Or a coat of arms.
This is the place for my joke!
Did you hear about the man with five penises?
His pants fit LIKE A GLOVE!
There is no suitable place for an Octopus to wear either pants or a skirt. Octopuses are almost entirely made of face. There is no torso, no waist, no lower body. We call the appendages around the mouth “arms” (not “legs”) but they are more analogous to prehensile whiskers. I think they would be more likely to wear a cap or headband. A balaclava would be interesting.
An octopus with a helmet would be unstoppable
Why the fuck would octopuses have to wear clothes?! Come to think of it… why do humans have to wear clothes?
If that’s the reason why are you doing it in summer?
If you say protection from sun, how about warm cloudy day?
wait - read your comment properly, but you can still get sunburned on a cloudy day.
Well, thousands of years ago my ancestors came into this place for some fucking reason, and noticed that being naked and hairless means you’re cold at almost all times, save for a few exceptionally warm days in the summer, and in summer, you’d get sunburn or skin cancer, and be covered in ticks and mosquito stings.
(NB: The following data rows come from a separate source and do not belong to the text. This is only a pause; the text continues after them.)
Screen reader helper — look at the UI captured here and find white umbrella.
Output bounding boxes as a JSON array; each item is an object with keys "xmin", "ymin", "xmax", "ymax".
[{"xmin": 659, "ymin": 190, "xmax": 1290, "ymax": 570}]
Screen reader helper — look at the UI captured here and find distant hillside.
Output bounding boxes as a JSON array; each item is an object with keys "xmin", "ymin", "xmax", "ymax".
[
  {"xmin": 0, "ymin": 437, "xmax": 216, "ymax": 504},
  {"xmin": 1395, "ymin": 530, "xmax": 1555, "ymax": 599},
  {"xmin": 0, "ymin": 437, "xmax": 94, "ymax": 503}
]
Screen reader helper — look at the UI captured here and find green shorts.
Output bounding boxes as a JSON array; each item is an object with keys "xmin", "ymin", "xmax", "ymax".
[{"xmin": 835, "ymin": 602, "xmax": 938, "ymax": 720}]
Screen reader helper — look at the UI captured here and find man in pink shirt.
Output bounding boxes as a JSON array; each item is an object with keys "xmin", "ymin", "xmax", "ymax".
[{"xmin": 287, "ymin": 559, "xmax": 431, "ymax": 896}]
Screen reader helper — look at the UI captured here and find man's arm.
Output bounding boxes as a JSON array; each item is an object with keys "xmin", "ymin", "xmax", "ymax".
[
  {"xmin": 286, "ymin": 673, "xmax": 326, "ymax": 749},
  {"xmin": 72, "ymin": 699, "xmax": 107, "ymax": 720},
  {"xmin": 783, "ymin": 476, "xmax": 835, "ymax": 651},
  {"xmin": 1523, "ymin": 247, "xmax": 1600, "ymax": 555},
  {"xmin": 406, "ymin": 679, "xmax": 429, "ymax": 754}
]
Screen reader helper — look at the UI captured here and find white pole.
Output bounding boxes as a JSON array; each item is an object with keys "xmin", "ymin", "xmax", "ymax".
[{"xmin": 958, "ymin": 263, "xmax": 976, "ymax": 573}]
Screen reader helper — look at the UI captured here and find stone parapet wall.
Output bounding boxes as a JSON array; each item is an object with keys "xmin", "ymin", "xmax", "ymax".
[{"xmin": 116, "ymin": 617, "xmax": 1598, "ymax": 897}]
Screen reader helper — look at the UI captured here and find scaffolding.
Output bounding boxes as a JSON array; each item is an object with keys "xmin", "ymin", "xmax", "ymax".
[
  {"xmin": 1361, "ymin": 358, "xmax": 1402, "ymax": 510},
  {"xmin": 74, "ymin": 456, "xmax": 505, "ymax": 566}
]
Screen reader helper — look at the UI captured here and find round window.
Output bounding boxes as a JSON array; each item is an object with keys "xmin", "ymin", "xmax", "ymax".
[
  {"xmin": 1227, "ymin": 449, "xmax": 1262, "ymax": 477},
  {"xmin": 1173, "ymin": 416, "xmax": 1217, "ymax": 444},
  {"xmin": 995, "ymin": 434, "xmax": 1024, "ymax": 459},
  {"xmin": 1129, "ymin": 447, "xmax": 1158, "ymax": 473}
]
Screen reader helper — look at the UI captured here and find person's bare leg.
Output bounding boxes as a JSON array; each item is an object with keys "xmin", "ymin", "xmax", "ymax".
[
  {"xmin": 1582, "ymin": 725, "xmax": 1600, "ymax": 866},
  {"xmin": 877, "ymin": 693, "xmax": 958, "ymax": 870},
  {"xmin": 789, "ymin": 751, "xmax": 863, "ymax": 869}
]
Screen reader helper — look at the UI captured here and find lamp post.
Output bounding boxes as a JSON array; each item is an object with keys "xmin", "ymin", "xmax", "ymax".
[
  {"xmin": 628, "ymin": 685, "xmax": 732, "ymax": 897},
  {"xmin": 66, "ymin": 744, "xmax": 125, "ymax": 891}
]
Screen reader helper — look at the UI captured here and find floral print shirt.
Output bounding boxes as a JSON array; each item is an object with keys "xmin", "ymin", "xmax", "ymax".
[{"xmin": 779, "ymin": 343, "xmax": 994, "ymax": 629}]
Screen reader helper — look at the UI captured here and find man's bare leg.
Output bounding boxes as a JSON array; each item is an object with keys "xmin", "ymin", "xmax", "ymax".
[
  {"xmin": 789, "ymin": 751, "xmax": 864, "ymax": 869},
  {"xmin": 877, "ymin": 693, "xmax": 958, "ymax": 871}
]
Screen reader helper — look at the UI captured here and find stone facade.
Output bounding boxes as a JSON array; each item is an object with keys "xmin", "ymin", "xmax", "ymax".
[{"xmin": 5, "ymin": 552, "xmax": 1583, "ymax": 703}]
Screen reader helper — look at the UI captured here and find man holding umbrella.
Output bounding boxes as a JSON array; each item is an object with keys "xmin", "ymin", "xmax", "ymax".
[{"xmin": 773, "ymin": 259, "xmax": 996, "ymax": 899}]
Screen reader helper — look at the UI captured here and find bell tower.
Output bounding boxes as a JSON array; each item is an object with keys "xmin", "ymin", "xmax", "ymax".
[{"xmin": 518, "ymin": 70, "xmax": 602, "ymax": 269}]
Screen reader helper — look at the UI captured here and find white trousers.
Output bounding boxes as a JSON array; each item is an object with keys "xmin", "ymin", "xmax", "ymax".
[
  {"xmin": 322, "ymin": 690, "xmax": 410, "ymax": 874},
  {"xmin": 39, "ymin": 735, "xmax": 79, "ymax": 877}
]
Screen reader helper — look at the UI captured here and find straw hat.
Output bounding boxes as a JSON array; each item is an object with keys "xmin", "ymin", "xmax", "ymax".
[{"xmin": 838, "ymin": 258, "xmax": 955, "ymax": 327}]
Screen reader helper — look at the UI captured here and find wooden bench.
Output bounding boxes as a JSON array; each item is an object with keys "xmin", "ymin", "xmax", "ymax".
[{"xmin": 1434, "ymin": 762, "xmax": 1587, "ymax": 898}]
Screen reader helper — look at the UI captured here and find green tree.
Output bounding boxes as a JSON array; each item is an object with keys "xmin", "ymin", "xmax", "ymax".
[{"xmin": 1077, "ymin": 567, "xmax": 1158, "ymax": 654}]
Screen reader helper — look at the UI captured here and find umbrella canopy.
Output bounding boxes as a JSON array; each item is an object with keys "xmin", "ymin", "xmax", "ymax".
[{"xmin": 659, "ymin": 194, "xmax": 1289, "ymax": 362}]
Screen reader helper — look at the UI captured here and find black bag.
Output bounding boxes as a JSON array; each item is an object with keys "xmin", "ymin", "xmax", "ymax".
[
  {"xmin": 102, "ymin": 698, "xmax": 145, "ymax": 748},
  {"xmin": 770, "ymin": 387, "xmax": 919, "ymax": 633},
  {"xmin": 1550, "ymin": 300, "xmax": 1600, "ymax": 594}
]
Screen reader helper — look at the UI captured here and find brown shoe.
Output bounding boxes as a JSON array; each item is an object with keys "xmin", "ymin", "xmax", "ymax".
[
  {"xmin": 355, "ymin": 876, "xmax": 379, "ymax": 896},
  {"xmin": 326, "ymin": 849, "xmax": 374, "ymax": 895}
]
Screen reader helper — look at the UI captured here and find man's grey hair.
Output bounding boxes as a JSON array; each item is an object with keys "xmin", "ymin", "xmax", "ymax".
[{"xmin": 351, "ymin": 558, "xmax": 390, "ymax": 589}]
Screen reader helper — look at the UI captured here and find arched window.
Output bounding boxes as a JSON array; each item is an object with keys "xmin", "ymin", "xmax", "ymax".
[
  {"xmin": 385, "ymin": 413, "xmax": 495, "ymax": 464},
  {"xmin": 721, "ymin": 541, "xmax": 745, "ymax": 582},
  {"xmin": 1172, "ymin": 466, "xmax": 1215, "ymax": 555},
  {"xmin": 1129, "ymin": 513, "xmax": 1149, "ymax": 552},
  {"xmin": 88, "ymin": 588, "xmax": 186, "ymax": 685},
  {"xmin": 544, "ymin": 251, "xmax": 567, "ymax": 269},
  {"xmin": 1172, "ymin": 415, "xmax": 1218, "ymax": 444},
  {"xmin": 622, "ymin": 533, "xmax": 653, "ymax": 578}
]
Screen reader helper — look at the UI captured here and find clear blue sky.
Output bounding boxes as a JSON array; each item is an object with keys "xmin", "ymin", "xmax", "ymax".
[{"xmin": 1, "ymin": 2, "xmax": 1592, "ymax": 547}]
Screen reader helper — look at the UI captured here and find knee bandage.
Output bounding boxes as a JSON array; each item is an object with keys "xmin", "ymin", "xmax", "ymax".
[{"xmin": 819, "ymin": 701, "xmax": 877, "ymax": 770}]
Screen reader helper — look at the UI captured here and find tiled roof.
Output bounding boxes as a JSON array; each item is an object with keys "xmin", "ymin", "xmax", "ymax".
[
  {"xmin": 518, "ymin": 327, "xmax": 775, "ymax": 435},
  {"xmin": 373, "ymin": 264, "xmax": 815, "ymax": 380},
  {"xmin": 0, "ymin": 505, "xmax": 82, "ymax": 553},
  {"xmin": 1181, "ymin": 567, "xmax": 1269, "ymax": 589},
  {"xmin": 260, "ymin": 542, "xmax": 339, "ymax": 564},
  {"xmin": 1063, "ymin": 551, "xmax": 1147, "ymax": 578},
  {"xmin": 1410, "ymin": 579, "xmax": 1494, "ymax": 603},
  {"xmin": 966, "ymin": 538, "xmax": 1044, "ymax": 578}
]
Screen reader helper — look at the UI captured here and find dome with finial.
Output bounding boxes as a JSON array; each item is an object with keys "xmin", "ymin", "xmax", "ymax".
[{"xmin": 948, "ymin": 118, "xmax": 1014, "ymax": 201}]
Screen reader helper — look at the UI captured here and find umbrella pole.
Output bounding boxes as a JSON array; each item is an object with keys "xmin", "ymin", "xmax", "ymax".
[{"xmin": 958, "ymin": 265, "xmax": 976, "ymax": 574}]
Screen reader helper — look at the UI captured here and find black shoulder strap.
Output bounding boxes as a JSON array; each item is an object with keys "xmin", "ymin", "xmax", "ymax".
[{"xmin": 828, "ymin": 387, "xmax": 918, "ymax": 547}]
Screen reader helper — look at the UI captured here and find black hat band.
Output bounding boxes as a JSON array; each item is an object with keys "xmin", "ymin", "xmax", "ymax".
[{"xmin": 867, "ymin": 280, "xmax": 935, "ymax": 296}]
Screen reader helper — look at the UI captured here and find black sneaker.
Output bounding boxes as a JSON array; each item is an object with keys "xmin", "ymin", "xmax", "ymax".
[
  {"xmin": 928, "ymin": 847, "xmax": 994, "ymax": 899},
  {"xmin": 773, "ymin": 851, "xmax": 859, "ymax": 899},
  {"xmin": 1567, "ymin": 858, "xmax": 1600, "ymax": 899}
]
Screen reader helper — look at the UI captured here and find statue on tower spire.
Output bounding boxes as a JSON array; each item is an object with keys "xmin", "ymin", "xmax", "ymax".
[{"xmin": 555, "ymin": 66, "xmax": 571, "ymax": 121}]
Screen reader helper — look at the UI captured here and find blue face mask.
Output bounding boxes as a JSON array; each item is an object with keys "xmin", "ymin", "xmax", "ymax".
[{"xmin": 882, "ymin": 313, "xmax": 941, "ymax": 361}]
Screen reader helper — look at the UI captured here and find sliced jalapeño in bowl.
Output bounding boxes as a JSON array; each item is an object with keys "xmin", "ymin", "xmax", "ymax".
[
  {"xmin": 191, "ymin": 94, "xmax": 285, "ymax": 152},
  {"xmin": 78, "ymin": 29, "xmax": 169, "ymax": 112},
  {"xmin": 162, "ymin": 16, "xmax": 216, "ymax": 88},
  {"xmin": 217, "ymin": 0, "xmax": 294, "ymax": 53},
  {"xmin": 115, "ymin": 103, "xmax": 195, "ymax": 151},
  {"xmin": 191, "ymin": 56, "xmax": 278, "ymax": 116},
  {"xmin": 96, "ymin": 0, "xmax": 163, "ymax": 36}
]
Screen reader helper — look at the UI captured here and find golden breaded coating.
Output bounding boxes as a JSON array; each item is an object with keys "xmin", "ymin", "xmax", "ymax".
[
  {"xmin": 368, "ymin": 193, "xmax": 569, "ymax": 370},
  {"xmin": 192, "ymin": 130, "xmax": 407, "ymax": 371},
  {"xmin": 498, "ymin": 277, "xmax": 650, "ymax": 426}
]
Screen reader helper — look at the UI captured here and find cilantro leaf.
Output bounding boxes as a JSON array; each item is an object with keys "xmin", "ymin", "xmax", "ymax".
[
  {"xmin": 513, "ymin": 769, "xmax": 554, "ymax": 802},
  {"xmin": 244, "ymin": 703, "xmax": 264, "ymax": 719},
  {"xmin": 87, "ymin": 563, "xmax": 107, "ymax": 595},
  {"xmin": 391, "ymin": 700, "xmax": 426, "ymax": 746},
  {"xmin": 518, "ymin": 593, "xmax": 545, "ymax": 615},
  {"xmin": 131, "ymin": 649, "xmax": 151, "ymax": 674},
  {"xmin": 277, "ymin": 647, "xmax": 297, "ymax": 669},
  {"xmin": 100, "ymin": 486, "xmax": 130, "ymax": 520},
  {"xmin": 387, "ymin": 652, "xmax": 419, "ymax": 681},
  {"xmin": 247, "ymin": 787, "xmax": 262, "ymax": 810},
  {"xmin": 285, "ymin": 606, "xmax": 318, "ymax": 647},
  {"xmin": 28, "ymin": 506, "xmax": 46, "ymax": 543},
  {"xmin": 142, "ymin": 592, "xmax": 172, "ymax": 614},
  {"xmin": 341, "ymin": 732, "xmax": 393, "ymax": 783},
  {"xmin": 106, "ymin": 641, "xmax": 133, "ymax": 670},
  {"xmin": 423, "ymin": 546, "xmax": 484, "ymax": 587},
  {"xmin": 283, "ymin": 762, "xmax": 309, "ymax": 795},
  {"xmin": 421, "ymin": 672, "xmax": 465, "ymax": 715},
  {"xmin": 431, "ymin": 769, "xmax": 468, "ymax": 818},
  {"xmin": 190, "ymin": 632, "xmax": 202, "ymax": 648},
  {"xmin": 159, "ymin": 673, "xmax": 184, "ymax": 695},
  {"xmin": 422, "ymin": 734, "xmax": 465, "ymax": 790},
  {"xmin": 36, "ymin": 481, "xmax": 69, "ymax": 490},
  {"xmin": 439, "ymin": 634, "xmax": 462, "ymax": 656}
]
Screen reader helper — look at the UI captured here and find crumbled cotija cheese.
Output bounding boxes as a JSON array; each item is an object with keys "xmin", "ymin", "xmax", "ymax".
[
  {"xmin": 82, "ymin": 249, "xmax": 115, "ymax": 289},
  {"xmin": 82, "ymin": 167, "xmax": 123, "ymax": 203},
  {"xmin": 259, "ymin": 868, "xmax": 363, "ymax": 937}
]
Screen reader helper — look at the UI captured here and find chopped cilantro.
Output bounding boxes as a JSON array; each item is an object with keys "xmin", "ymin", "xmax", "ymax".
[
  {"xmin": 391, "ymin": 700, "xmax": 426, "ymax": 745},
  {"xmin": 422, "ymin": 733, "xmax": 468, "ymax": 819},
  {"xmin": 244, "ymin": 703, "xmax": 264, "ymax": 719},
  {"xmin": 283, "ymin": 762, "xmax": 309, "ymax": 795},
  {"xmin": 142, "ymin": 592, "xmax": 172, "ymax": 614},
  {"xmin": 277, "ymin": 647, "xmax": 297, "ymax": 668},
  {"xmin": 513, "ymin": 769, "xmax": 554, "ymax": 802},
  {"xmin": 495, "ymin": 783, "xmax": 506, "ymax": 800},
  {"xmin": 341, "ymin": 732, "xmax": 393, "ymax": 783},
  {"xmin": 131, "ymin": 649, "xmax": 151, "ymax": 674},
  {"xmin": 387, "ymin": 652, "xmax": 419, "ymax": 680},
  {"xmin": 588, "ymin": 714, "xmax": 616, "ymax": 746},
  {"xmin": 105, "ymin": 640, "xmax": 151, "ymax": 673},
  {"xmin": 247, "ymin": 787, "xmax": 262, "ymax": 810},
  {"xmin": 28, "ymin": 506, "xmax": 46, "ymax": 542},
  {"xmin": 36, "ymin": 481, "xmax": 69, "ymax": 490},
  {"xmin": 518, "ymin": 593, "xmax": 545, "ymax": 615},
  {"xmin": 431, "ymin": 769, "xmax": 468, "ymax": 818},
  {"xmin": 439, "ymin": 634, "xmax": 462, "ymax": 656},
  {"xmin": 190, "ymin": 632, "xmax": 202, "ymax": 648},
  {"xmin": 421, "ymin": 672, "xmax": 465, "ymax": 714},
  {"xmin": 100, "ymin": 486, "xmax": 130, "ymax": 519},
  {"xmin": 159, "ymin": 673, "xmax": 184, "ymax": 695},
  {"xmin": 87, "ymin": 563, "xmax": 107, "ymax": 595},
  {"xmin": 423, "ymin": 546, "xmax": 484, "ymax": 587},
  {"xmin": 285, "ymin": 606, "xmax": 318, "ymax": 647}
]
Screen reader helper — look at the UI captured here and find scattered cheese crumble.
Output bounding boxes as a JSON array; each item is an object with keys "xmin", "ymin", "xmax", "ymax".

They decided to fix their furlessness by wearing the furs they got from the animals they ate, and later discovered spinning, weaving, and sewing. As time went on, being naked became a taboo, and thus people kept wearing clothes even in occasions that don’t require it.
And clothes do tend to have meaning beyond just protecting you from the cold and the sun and bugs. Style and social status.
England would still force them to change into trousers on the mainland.
?
…when a Scot wearing a kilt travelled to the mainland, they’d have to change into trousers, There’s changerooms still standing along the coast…
That’s fucked up…
octopodes
or octopi,I mean octopuses is correct too, but less fun
octopi is wrong because octopus is Greek and not latin
Yeah but we’re using English which doesn’t follow Greek spelling rules.
Also, this.
And that’s why octopuses is correct. Octopi is not a derivation of octopus nor do we use “i” as a plural ending in English.
Sure we do, on occasion anyway. Cacti, fungi, alumni, syllabi, loci, foci, radii, moduli, stimuli, uteri, papyri, nuclei, termini.
Language isn’t about being “correct”, as there’s no truly objective standard. Rather, it’s about being understood. But I guess you didn’t watch that video.